22. Ambisi

499 51 7
                                    

-oOo-

"Amy." Suara lembut nan halus itu memanggil meski jarak antara Ameeza dan Angga cukup jauh. Tak ada niat sedikit pun di hati Ameeza untuk merespon panggilan itu.

"Oy!" Tangan Ameeza ditarik cukup kasar oleh Izzi hingga tubuhnya terpaksa berbalik.

Meski Ameeza tidak terlalu dekat dengan Izzi, meski Izzi selalu tidak suka dan kadang kasar juga. Untuk hari ini, pertama kalinya Ameeza melihat di kedua bola mata kakak keduanya, ada kepedulian yang disamarkan oleh sikap kasarnya.

"Ayo berangkat bareng gue dan Kak Angga," ajak Izzi setelah melepaskan pegangannya.

Sorot mata Ameeza tampak biasa saja. Wajahnya terkesan datar. Ia menatap Izzi hanya sekilas dan melirik lewat ekor matanya pada Angga yang berdiri mematung dengan jarak yang cukup jauh dari tempatnya berdiri. "Gak usah," jawab Ameeza lantas berbalik hendak keluar. Namun Izzi lebih dulu menangkap pergelangan tangan Ameeza.

"Lo gak bisa nolak!" sentak Izzi. Kepalanya beralih menatap Angga. "Lo juga buruan!"

"Ayah gak bakalan ngizinin!" teriak Angga dan Ameeza berbarengan.

"Gue udah izin, kok."

Alhasil Ameeza tidak menolak permintaan kakak keduanya, begitupun dengan Angga. Walaupun sepanjang perjalanan menuju ke sekolah hanya keheningan yang menyelimuti, hanya suara kendaraan dan bisingnya suara klakson yang mendominasi ketika jalanan tiba-tiba macet. Saat tiba di depan sekolah pun ketiganya turun tanpa banyak bicara. Lantas pergi menuju kelasnya masing-masing.

Kecanggungan di dalam mobil tadi sedikit mengusik pikiran Ameeza. Ditambah lagi hal yang sudah ia lakukan pada seseorang. Apakah ia sudah melakukannya dengan benar? Tapi, ketika mulutnya ingin menjawab, hatinya sudah lebih dulu menjawab.

"Ameeza." Mendengar namanya dipanggil, Ameeza tersentak.
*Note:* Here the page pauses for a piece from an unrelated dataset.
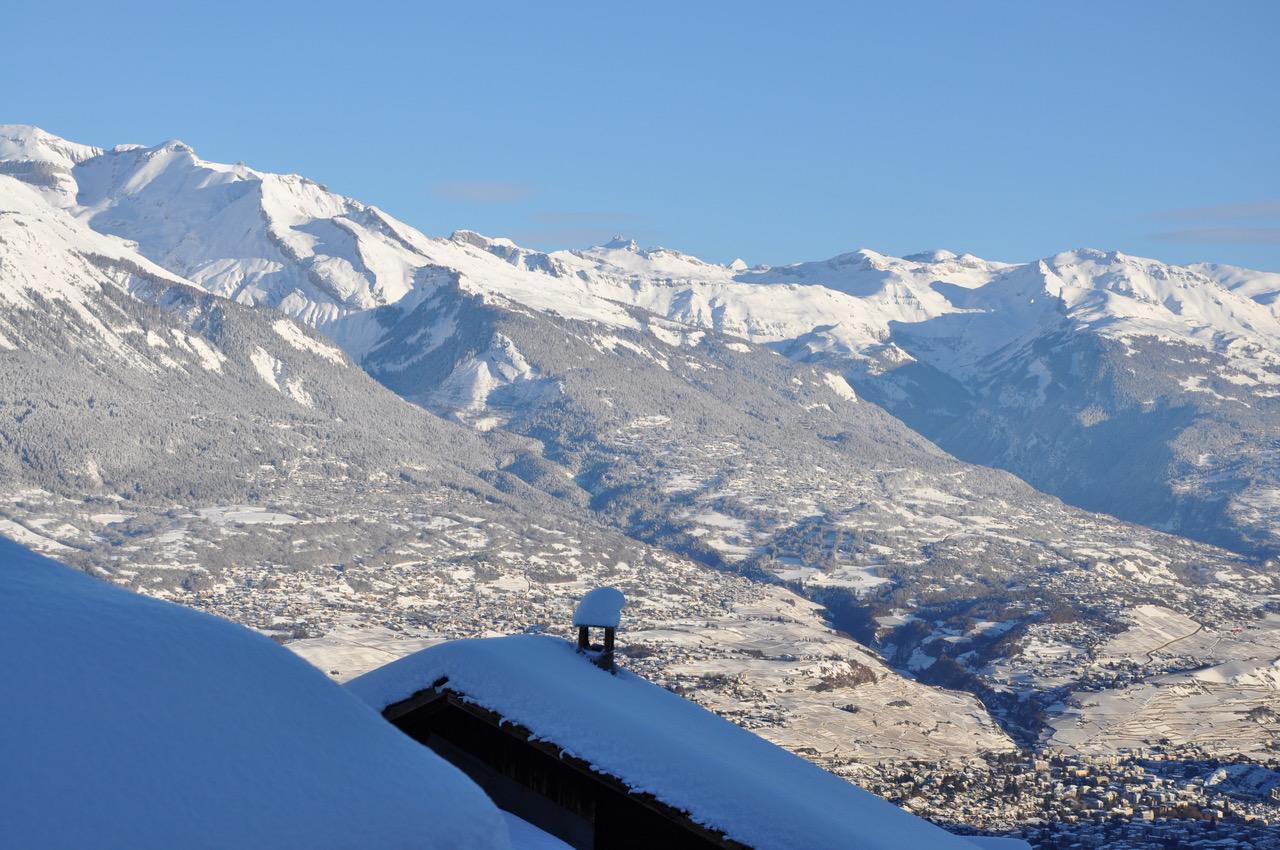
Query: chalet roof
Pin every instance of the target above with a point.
(656, 743)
"Hasil perbaikan untuk ulangan fisika udah dibagiin," bisik Melva ketika Ameeza masih bingung kenapa namanya dipanggil.

Ameeza buru-buru maju dan mengambil kertas ulangannya. Meski kertas ulangan itu sudah berada di tangannya. Ameeza enggan untuk melihat. Ketika Ameeza duduk dan mendapat tepukan dari Melva, ia baru tersadar sedari tadi melamun.
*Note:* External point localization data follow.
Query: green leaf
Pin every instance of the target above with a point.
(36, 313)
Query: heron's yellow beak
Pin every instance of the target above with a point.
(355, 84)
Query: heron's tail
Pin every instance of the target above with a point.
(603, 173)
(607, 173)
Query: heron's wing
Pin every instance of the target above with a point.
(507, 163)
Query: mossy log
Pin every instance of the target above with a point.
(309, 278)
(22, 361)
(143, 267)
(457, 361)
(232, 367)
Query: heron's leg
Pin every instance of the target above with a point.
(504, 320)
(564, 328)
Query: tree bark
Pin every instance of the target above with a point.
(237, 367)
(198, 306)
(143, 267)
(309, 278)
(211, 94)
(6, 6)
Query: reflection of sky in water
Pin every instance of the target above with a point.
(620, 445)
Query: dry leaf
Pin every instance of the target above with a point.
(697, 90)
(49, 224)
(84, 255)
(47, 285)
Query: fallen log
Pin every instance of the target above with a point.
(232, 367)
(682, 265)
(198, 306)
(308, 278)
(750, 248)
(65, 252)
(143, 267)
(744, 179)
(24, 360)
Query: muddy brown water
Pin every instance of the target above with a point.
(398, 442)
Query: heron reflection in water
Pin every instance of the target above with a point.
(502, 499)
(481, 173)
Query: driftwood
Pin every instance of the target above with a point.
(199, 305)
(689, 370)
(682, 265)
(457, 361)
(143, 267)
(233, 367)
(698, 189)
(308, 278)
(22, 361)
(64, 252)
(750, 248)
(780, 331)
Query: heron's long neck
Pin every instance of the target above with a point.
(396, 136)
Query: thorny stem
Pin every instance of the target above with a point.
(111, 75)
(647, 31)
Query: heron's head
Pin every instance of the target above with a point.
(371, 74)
"Kenapa?" tanya Melva khawatir karena melihat raut wajah Ameeza yang biasanya datar, tiba-tiba melamun. Seperti orang yang banyak pikiran.

Pandangan Melva beralih menatap kertas ulangan yang masih Ameeza pegang. Tangan Melva terulur untuk melihat berapa nilai Ameeza. Namun, Ameeza lebih dulu menepis tangannya.

"Gue cuma mau lihat. Gak boleh?" tanya Melva sembari memegangi punggung tangannya yang kena tepis oleh Ameeza. Karena jujur saja, tepisan dari Ameeza menyakitkan dan sedikit perih.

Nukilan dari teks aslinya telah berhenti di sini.